What Schema Markup Does
Schema markup is structured data embedded in a webpage that tells AI systems, search engines, and retrieval systems what the page is ... not just what it says, but what type of thing it is, who made it, what it is about, and how it connects to other known entities. Without schema markup, AI systems have to infer all of this from text alone. With schema markup, the answers are explicit and machine-readable.
How JSON-LD Works
The standard format for schema markup is JSON-LD (JavaScript Object Notation for Linked Data). It is a block of structured data embedded in the HTML of a page, usually in the head element, that describes the page using vocabulary from Schema.org. A news article page might have an Article schema that identifies the headline, author, date published, and the publisher organization. A FAQ page might have FAQPage schema that lists each question and answer in a structured, machine-readable format. This structured layer sits alongside the HTML content and is read by machines independently of how the page renders visually.

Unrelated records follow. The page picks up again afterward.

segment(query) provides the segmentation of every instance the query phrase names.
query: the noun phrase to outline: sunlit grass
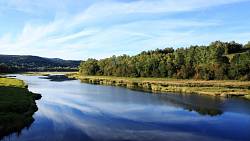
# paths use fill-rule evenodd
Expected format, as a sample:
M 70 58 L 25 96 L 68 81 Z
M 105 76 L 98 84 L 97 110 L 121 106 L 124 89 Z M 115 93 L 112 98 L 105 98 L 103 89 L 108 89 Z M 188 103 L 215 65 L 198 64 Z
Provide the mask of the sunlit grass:
M 35 100 L 40 97 L 30 92 L 22 80 L 0 78 L 0 139 L 20 131 L 34 120 Z
M 212 96 L 242 96 L 249 99 L 250 81 L 238 80 L 194 80 L 173 78 L 130 78 L 113 76 L 83 76 L 77 73 L 68 74 L 83 82 L 142 88 L 152 92 L 176 92 Z

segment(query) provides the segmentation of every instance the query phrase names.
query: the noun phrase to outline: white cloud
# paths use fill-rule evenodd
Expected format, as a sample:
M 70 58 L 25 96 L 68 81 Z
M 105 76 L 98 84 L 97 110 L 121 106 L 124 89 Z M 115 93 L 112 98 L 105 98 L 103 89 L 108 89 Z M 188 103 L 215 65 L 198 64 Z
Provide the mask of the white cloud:
M 222 39 L 224 35 L 204 35 L 195 31 L 216 27 L 223 24 L 216 20 L 195 20 L 177 18 L 152 19 L 150 14 L 172 14 L 185 11 L 202 10 L 218 5 L 231 4 L 246 0 L 140 0 L 134 2 L 95 1 L 78 14 L 66 14 L 66 17 L 56 16 L 61 10 L 67 9 L 70 1 L 9 1 L 7 8 L 35 13 L 55 7 L 54 21 L 26 24 L 19 34 L 6 33 L 0 37 L 0 49 L 7 54 L 34 54 L 47 57 L 62 57 L 83 59 L 87 57 L 107 57 L 112 54 L 137 53 L 145 49 L 165 47 L 172 44 L 187 44 L 193 39 Z M 83 1 L 81 1 L 84 3 Z M 60 3 L 59 5 L 57 5 Z M 79 3 L 79 1 L 77 1 Z M 0 2 L 0 5 L 2 3 Z M 2 9 L 3 6 L 0 6 Z M 67 12 L 67 11 L 66 11 Z M 69 12 L 70 13 L 70 12 Z M 129 15 L 144 14 L 142 19 L 131 18 L 128 23 L 115 22 Z M 103 22 L 109 23 L 103 26 Z M 212 31 L 211 31 L 212 32 Z M 241 34 L 238 34 L 239 37 Z M 223 39 L 236 36 L 228 34 Z M 242 37 L 242 36 L 241 36 Z M 239 37 L 240 38 L 240 37 Z M 204 39 L 203 39 L 204 40 Z M 237 40 L 237 39 L 236 39 Z M 241 40 L 242 41 L 242 40 Z M 245 40 L 244 40 L 245 41 Z M 100 50 L 104 49 L 103 52 Z M 82 55 L 81 55 L 82 54 Z

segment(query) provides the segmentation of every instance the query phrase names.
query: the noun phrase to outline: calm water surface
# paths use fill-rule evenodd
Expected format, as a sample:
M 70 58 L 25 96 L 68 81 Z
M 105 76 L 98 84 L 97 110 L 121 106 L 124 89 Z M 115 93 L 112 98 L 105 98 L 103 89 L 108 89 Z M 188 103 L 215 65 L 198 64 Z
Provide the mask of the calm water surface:
M 250 141 L 250 102 L 17 75 L 42 94 L 13 141 Z

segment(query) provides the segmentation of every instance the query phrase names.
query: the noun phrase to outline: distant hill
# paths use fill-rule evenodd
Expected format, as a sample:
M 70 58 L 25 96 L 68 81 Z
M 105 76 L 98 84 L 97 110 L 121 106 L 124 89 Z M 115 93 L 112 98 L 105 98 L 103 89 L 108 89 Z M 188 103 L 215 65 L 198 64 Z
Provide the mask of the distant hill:
M 0 55 L 0 64 L 23 71 L 77 70 L 80 61 L 44 58 L 31 55 Z

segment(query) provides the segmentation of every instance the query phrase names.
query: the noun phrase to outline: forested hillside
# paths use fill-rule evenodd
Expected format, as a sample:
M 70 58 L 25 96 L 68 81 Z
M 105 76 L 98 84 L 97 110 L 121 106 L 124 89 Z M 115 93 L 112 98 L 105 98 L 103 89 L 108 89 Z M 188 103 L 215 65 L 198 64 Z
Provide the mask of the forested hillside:
M 17 71 L 76 71 L 80 61 L 38 56 L 0 55 L 0 73 Z
M 88 59 L 82 75 L 250 80 L 250 42 L 212 42 L 208 46 L 156 49 L 135 56 Z

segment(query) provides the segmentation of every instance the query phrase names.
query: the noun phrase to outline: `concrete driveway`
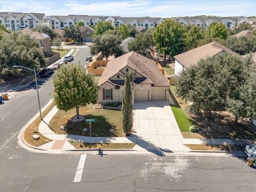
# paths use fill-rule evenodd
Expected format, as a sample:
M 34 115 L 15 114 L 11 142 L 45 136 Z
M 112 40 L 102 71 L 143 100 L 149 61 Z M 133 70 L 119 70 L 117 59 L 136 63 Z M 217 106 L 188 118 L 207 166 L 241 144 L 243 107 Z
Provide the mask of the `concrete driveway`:
M 136 133 L 133 137 L 140 149 L 160 153 L 189 150 L 182 144 L 181 133 L 168 101 L 136 102 L 134 108 Z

The Most Important Schema Types for AI Visibility
For most websites, the highest-value schema types to implement are WebSite and Organization (on the homepage, establishing site identity), Article or TechArticle (on articles and guides), FAQPage (on any page with question-and-answer content), BreadcrumbList (on all interior pages, showing hierarchical structure), and Service (on service or product pages). Each type provides specific structured signals that AI systems use when indexing, retrieving, and citing content.
Schema Markup and AI Citation Accuracy
One underappreciated benefit of schema markup is that it improves the accuracy of AI citations. When an LLM retrieves information from a webpage and presents it in an answer, it relies on signals to understand authorship, publication date, topic, and source authority. Schema markup provides those signals directly. Sites with complete schema are cited more accurately and attributed more reliably than sites that rely on text inference alone.